Los veteranos de estas carreras saben que los primeros 10 kilómetros son fáciles, ya que los runners empiezan con su energía y ánimo a tope, sin sospechar el desgaste físico y mental que vendrá pronto, por lo que en este tramo las personas avanzan a buen ritmo, excepto aquellas que iniciaron el maratón cual bólidos, pues como se les había advertido minutos antes, apenas iban a la altura del Hemiciclo a Juárez y ya jadeaban y buscaban darse un respiro.

Y así, con cortes de circulación a lo largo de la ciudad, por un breve lapso el sueño de muchos urbanistas se cristalizó y por 10 horas la gente, y no los automóviles, fueron lo único importante en las calles.

“¡Nos vemos en CU!”, “¡sí se puede!” y “no te conozco, pero estoy orgulloso de ti”, eran algunas de las pancartas portadas por los espontáneos que comenzaron a formar una larga valla a lo largo de la ruta y que de esta forma acompañaron a los maratonistas a lo largo 42 kilómetros, pero sin correr o moverse un solo paso.

Kilómetro 10 al 20

El Ángel de la Independencia marcaba el kilómetro 10 y aquí se empezaron a dar las primeras deserciones. “Hasta aquí llegamos, ¿no?” o “vámonos a desayunar” eran algunas de las propuestas de los corredores que se apeaban e ignoraban a los animadores que, micrófono en mano y desde la escalinata del monumento, los instaban a no abandonar.

Ya con menos gente en el camino se hacía evidente el espectáculo que representaban algunos runners en sí, ya que no faltaron los disfrazados de superhéroe, un caballero águila que con penacho y sandalias se abría paso en el asfalto, una botarga del Doctor Simi inusualmente veloz e incluso el luchador conocido como Supermuñeco quien, con todo y máscara, prodigaba saludos.

Al llegar a esta distancia los entrenadores recomiendan comenzar a cuidar la hidratación y consumir cada tanto un poco de agua o, de preferencia, una bebida deportiva, pues estas últimas, por contener sodio, se absorben mejor y hacen menos imperiosa la necesidad de hacer un alto brusco y detenerse en busca de un sanitario cercano.

Con esto en mente se instalaron mesas con bolsitas de E-Pura y vasos de Gatorade cada tantos metros, aunque lo que no se pensó fue en poner botes de recolección al lado, por lo que las calles muy rápido se convirtieron en basureros improvisados en los que se erigían montículos de cartón verde y donde el piso era un verdadero tapiz rectángulos de plástico mojado, lo que hizo resbalar a no pocos.

Afortunadamente, los participantes evitaron rebasarse o sacar ventaja y ello permitió mantener un orden casi instintivo que evitó percances mayores, pues como ya observaba Murakami, “si uno prueba a correr un maratón se da cuenta de ello: a los corredores de fondo no les interesa que otro corredor los supere”.

Así, zancada a zancada, los runners devoraron millas hasta adentrarse en el Bosque de Chapultepec, el cual marcaba los 20 kilómetros.
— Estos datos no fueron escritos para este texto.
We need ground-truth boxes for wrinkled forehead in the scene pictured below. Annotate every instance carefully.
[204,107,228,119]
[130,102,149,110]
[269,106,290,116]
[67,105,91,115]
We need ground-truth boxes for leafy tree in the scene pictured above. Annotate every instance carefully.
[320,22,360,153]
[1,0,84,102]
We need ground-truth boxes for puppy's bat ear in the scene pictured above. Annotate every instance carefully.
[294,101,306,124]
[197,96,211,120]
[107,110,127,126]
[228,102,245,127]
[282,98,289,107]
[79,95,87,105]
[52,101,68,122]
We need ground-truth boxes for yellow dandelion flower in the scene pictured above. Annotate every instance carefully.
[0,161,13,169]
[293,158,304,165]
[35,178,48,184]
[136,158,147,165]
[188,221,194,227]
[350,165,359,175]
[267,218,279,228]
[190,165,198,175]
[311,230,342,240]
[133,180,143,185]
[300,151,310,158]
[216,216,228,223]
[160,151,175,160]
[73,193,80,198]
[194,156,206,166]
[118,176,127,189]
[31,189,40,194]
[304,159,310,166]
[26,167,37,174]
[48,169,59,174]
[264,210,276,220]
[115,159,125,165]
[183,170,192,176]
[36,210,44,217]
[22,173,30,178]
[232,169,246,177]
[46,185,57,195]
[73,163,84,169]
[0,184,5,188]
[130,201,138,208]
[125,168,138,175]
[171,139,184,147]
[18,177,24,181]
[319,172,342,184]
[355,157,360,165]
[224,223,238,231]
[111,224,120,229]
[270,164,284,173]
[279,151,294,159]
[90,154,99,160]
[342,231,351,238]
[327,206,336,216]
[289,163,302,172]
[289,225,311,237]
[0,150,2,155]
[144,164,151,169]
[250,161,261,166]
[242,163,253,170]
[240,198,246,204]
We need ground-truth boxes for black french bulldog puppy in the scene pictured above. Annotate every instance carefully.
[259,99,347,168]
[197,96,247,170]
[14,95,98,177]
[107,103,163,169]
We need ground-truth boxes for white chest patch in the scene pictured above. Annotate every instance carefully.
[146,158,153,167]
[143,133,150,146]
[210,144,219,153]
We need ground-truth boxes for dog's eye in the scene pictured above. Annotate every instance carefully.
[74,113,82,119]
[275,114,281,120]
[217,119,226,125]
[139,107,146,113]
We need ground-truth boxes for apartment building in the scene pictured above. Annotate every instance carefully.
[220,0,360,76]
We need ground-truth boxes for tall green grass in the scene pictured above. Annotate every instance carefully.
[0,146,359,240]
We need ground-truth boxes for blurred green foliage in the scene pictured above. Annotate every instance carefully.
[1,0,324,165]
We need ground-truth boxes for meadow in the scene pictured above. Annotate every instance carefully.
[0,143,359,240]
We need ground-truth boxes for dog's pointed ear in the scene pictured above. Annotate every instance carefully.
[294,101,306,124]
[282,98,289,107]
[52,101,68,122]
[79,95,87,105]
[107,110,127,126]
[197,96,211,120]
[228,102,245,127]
Menos de la mitad de los inscritos habían avanzado hasta este punto cuando ya se anunciaba que el etíope Fikadu Kebede era el ganador del XXXV Maratón de la CDMX, con dos horas y 17 minutos, noticia que en vez provocar desánimo entusiasmó, pues como apuntaba de nuevo Murakami, para todo corredor el objetivo no es ganar, “lo relevante es el orgullo de terminar la carrera”.

Kilómetro 20 al 30

Todo maratonista experimentado sabe que al acercarse al kilómetro 30 existe el riego de experimentar ese impedimento físico conocido como “el muro” o “the wall”, es decir, una fatiga generalizada que invita a abandonar la ruta y a recostarse en el prado más cercano.
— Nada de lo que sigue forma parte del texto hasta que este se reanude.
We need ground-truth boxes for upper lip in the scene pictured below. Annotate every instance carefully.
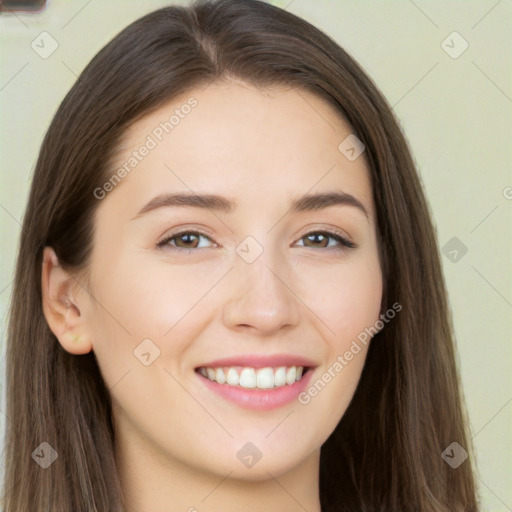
[196,354,317,369]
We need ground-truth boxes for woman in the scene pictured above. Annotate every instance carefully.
[2,0,479,510]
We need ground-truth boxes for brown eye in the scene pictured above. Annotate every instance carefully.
[157,231,214,250]
[297,231,356,250]
[173,233,200,249]
[303,233,330,248]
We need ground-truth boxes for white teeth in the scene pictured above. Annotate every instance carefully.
[286,366,296,385]
[199,365,307,389]
[226,367,240,386]
[215,368,226,384]
[274,366,287,387]
[239,368,257,388]
[256,367,275,389]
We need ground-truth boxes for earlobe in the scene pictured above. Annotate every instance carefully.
[41,246,93,355]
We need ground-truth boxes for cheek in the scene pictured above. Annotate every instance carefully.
[293,250,382,424]
[296,250,383,343]
[90,252,199,334]
[85,252,223,381]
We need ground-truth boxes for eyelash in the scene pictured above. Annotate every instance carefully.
[156,229,357,252]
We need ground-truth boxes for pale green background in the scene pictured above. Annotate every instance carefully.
[1,0,511,510]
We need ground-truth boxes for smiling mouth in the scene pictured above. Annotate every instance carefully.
[195,365,312,389]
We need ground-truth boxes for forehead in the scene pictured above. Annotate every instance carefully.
[102,80,373,218]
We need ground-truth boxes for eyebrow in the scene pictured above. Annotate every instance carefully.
[131,190,369,220]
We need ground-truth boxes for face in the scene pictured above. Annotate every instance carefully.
[64,81,382,481]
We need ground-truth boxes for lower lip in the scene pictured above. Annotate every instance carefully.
[196,369,314,411]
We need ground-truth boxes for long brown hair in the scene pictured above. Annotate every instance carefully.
[2,1,479,510]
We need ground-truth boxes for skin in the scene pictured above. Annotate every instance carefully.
[42,81,383,512]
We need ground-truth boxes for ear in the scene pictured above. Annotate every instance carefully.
[41,246,93,355]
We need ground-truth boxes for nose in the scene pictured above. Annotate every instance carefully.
[222,245,301,336]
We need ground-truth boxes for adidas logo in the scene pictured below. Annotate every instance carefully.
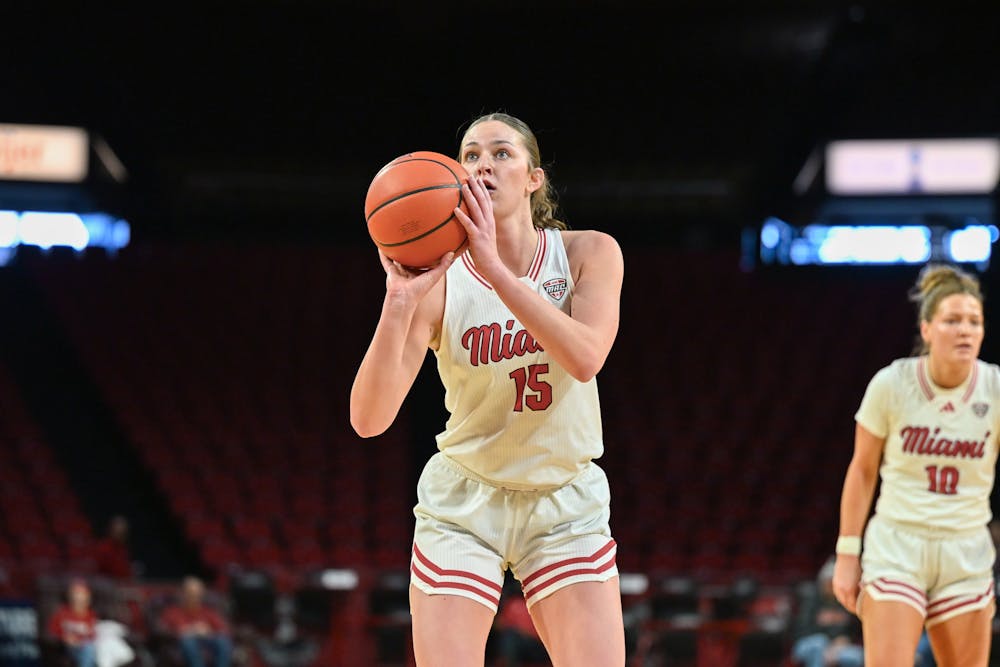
[941,401,956,413]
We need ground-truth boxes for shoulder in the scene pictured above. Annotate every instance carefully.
[875,357,915,382]
[976,359,1000,395]
[559,230,623,279]
[861,358,913,399]
[560,229,621,257]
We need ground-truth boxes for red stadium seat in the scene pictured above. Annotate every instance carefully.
[245,539,286,572]
[230,516,274,546]
[183,514,230,543]
[200,536,243,572]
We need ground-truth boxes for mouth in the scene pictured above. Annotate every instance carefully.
[481,179,497,192]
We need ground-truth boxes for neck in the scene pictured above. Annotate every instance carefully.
[494,215,539,276]
[927,354,974,389]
Esto se da cuando el cuerpo consume sus reservas de glucógeno e intenta echar mano de las grasas a fin de hacerse de un poco de energía. A fin de evitar esto, mucha de la gente apostada en las aceras ofrecía gajos de naranjas, paletas, gomitas o cualquier cosa con azúcar a los corredores, quienes se acercaban a tomar dulces con tal fruición que hacían recordar a los niños en Noche de Brujas.

Para estos momentos la carrera se adentraba en el barrio de la Condesa, donde un grupo de rock había instalado un escenario desde donde tocaba a todo volumen “Eye of the Tiger”, lo que dio a muchos un segundo aire y los hizo salir de ahí con toda la actitud de un Rocky Balboa trotando por las calles de Filadelfia.
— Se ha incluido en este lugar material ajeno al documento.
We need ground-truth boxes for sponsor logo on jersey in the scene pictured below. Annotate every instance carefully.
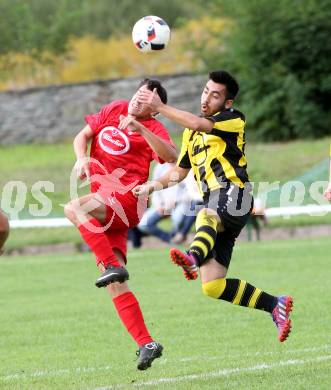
[98,126,130,155]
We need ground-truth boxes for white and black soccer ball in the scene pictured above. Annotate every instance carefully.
[132,15,170,53]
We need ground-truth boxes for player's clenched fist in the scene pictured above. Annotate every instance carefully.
[74,157,90,180]
[119,115,144,133]
[132,183,155,197]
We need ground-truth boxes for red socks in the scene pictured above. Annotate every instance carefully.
[113,292,153,347]
[79,221,152,347]
[78,218,120,267]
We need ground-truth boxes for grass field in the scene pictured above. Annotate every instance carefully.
[1,237,330,389]
[4,211,331,252]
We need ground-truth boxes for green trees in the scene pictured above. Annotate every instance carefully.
[77,0,200,40]
[1,0,329,141]
[0,0,201,56]
[217,0,331,140]
[0,0,81,56]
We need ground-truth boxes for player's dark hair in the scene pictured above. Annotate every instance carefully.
[139,78,168,104]
[209,70,239,100]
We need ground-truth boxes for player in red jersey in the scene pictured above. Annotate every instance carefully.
[64,79,177,370]
[0,209,9,256]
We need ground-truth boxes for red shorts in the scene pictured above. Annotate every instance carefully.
[101,191,147,264]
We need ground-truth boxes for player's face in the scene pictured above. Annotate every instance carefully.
[200,79,232,117]
[128,85,154,118]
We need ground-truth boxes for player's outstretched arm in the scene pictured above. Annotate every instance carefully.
[0,210,9,256]
[132,165,190,197]
[73,125,94,180]
[138,88,214,133]
[119,115,177,163]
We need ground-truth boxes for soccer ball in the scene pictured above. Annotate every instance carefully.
[132,16,170,53]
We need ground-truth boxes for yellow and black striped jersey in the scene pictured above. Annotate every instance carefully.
[177,108,250,198]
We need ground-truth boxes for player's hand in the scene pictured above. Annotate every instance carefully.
[137,88,162,111]
[119,115,143,133]
[74,157,90,180]
[324,182,331,201]
[132,183,155,197]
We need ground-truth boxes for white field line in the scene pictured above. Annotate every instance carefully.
[100,355,331,389]
[172,344,331,363]
[1,365,112,382]
[1,345,330,382]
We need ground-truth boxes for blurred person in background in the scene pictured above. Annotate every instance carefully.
[171,170,203,245]
[324,143,331,201]
[246,198,268,241]
[0,209,9,256]
[137,162,201,245]
[64,78,177,370]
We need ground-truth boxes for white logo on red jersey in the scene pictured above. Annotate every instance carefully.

Aunque quizá uno de los personajes que más animó a los maratonistas fue un individuo caracterizado con el traje anaranjado de Gokú, quien invitaba a los corredores a ignorar el muro con un cartel en el que Jon Snow —uno de los protagonistas de la serie Game of Thrones—, ataviado con su uniforme de la Guardia de la Noche, decía con desenfado: “Fuck the Wall”. Algunos aplaudieron la ocurrencia y se marchaban de ahí pensando “justo eso voy a hacer”.

Kilómetro 30 a la meta

Justo donde iniciaba el kilómetro 30 alguien colocó en el asfalto una inmensa pegatina con el mensaje “estás muy cerca de la meta y muy lejos del punto de partida”, algo que para quienes habían llegado hasta este punto representó un alivio que, de alguna forma, contrarrestaba el impacto de ver a muchos corredores acalambrados, recostados en el suelo y siendo atendidos por paramédicos.

Para evitar la turbación de ver a un compañero caído quizá lo mejor sea escuchar al filósofo Mircea Eliade, quien aseguraba que las carreras de larga distancia son a Occidente lo que la meditación es a Oriente: una manera de disociar la mente del cuerpo, y el rumano no debía estar equivocado, pues medio siglo más tarde Murakami escribiría algo muy parecido: “Mientras corro, en sustancia no pienso en nada. Simplemente sigo corriendo en medio de ese silencio que añoraba, en medio de ese coqueto y artesanal vacío”.

Sin haber leído a estos autores, muchos maratonistas adoptaron intuitivamente esta esta postura de ataraxia y abstracción, pues se desplazaban por Avenida Insurgentes con la mirada clavada al frente y con una mueca de esfuerzo que sólo se transformó en sonrisa hasta que, a lo lejos, apareció el Estadio Olímpico de CU.

“¡Ya estamos aquí!”, decían unos mientras otros sólo sacaban sus móviles para grabar cómo llegaban a la casa de los Pumas, atravesaban el estacionamiento, entraban al lugar por un acceso subterráneo y daban una vuelta triunfal por la pista de tartán.

“¡Avancen!, ¡vienen muchos detrás!”, gritaban los guardias intentando poner orden a los miles que entraban en tropel y formaban largas filas para recoger una medalla que al final terminó por ser no sólo un reconocimiento a los 42 kilómetros recorridos, sino el vivo ejemplo de que en la UNAM la frase “hacer una carrera universitaria” adopta múltiples sentidos y también significa muchas cosas.